The current Government introduced the Fast Track Bill, under urgency in early March, with the intent to streamline project approval requiring multiple pieces of legislation into a single process, to help stimulate an ailing economy.
The purpose was to provide a more efficient and less costly process to consenting housing and infrastructure development that would be of regional or national benefit, while eventually existing pieces of legislation such as the Resource Management Act 1991 (RMA) would be replaced.
The HDC submission asked for provision for an apolitical expert consenting panel at some juncture.
“As currently drafted, the process . . . begins and ends with a ministerial decision - that is, both the referral decision and the substantive decision rests with ministers . . . Ministers will apply very similar tests [determining significant regional or national benefits].
“Environment Courts and expert consulting panels are apolitical and make decisions based on evidence. With ministers having different drivers for decision-making and with no or minimal court oversight, there is considerable risk in having a very small number of ministers making decisions without testing technical advice.
“There is risk that decision-making under this legislation will vary significantly depending on who the ministers are and which parties are in Government. This could lead to more, rather than less, certainty for applicants and developers.
“It will be important to ensure that criteria can be applied consistently, fairly and there is transparency throughout the process, whichever parties form the Government of the day.”
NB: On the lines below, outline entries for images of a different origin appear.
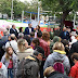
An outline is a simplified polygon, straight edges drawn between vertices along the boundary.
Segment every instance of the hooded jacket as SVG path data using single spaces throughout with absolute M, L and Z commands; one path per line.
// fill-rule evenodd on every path
M 54 50 L 53 53 L 48 56 L 43 68 L 46 69 L 49 66 L 53 66 L 55 61 L 62 61 L 64 65 L 64 74 L 65 75 L 68 74 L 70 69 L 70 65 L 69 65 L 69 60 L 65 54 L 66 52 L 64 51 Z
M 78 62 L 70 68 L 69 77 L 78 78 Z
M 50 43 L 50 53 L 53 53 L 52 48 L 53 48 L 53 44 L 54 44 L 55 42 L 60 42 L 60 38 L 58 38 L 57 36 L 55 36 L 55 37 L 53 38 L 53 42 Z

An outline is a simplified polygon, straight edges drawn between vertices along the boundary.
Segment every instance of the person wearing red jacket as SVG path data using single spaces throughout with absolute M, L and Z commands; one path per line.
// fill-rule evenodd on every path
M 72 60 L 75 63 L 75 65 L 70 68 L 69 77 L 78 78 L 78 53 L 74 53 L 72 55 Z

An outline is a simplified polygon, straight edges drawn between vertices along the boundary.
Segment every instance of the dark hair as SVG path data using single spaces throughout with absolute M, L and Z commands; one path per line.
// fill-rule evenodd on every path
M 40 26 L 39 25 L 37 25 L 38 26 L 38 29 L 40 29 Z
M 74 61 L 74 58 L 78 61 L 78 53 L 73 53 L 72 61 Z
M 37 36 L 38 36 L 39 38 L 41 38 L 41 37 L 42 37 L 42 32 L 38 31 L 38 32 L 37 32 Z
M 68 44 L 68 40 L 63 39 L 63 40 L 62 40 L 62 43 L 63 43 L 63 44 L 64 44 L 64 47 L 65 47 L 65 46 L 67 46 L 67 44 Z
M 30 36 L 31 36 L 31 37 L 35 36 L 35 32 L 30 32 Z
M 25 35 L 25 36 L 24 36 L 24 39 L 26 39 L 27 42 L 28 42 L 28 46 L 30 46 L 30 42 L 31 42 L 31 41 L 30 41 L 30 37 L 28 37 L 27 35 Z
M 22 32 L 22 29 L 23 29 L 23 27 L 20 27 L 20 28 L 18 28 L 20 32 Z
M 39 52 L 37 50 L 34 50 L 34 55 L 38 56 Z
M 14 25 L 12 25 L 12 28 L 13 28 L 13 26 L 14 26 Z
M 43 32 L 42 32 L 42 39 L 43 39 L 44 41 L 50 40 L 50 34 L 49 34 L 48 31 L 43 31 Z
M 40 42 L 39 42 L 39 39 L 38 39 L 38 38 L 34 38 L 34 39 L 32 39 L 32 42 L 36 44 L 36 47 L 40 44 Z

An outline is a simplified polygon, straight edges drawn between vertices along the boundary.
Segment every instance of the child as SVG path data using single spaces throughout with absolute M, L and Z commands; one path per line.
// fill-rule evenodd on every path
M 78 78 L 78 53 L 74 53 L 72 55 L 72 60 L 75 63 L 75 65 L 70 68 L 69 77 Z
M 17 69 L 17 56 L 13 53 L 12 47 L 6 48 L 6 53 L 2 56 L 1 62 L 8 68 L 8 78 L 14 78 Z

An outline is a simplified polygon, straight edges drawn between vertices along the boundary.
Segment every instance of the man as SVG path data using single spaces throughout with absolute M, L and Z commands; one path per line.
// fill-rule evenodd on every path
M 3 31 L 3 37 L 2 37 L 2 41 L 4 42 L 4 41 L 8 41 L 8 35 L 9 35 L 9 32 L 8 32 L 8 30 L 4 30 Z
M 16 53 L 16 51 L 18 50 L 18 48 L 17 48 L 17 42 L 16 42 L 16 40 L 15 40 L 15 35 L 14 35 L 14 34 L 11 35 L 11 41 L 8 41 L 8 42 L 5 43 L 5 49 L 6 49 L 8 47 L 12 47 L 14 53 Z
M 18 65 L 17 78 L 38 78 L 42 56 L 41 52 L 35 50 L 32 55 L 23 58 Z
M 69 40 L 69 32 L 67 31 L 67 29 L 66 29 L 66 27 L 64 27 L 64 31 L 62 31 L 61 34 L 60 34 L 60 37 L 62 38 L 62 39 L 66 39 L 66 40 Z
M 17 32 L 17 30 L 15 28 L 15 25 L 12 25 L 12 28 L 10 29 L 10 34 L 14 34 L 16 36 L 16 38 L 17 38 L 18 32 Z
M 8 78 L 8 69 L 3 63 L 0 62 L 0 78 Z
M 60 36 L 61 29 L 60 26 L 56 27 L 56 30 L 54 31 L 54 36 Z
M 37 37 L 40 41 L 40 47 L 42 47 L 42 49 L 44 50 L 46 57 L 48 57 L 48 55 L 50 54 L 50 48 L 49 48 L 48 43 L 44 40 L 42 40 L 42 38 L 41 38 L 42 32 L 37 32 Z
M 68 78 L 66 75 L 55 72 L 55 69 L 52 66 L 46 68 L 43 75 L 47 78 Z
M 25 28 L 24 35 L 30 35 L 30 32 L 34 31 L 34 28 L 31 26 L 31 24 L 28 24 L 28 27 Z

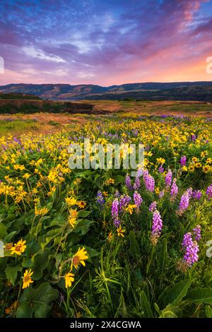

While all remits put forward were passed under majority, not all elected members agreed with the submission at Wednesday’s meeting, some fearing it undermined what the Government was trying to achieve.
Councillor Paul Olsen said he couldn’t support most of HDC’s submission as representative of the wider community, believing in the intent of the bill as it stood.
“I totally support the environment and our community voice, but this is about recognising the true intent of the bill and what it is trying to achieve,” he said.
“Much of this submission is just slowing that process down.”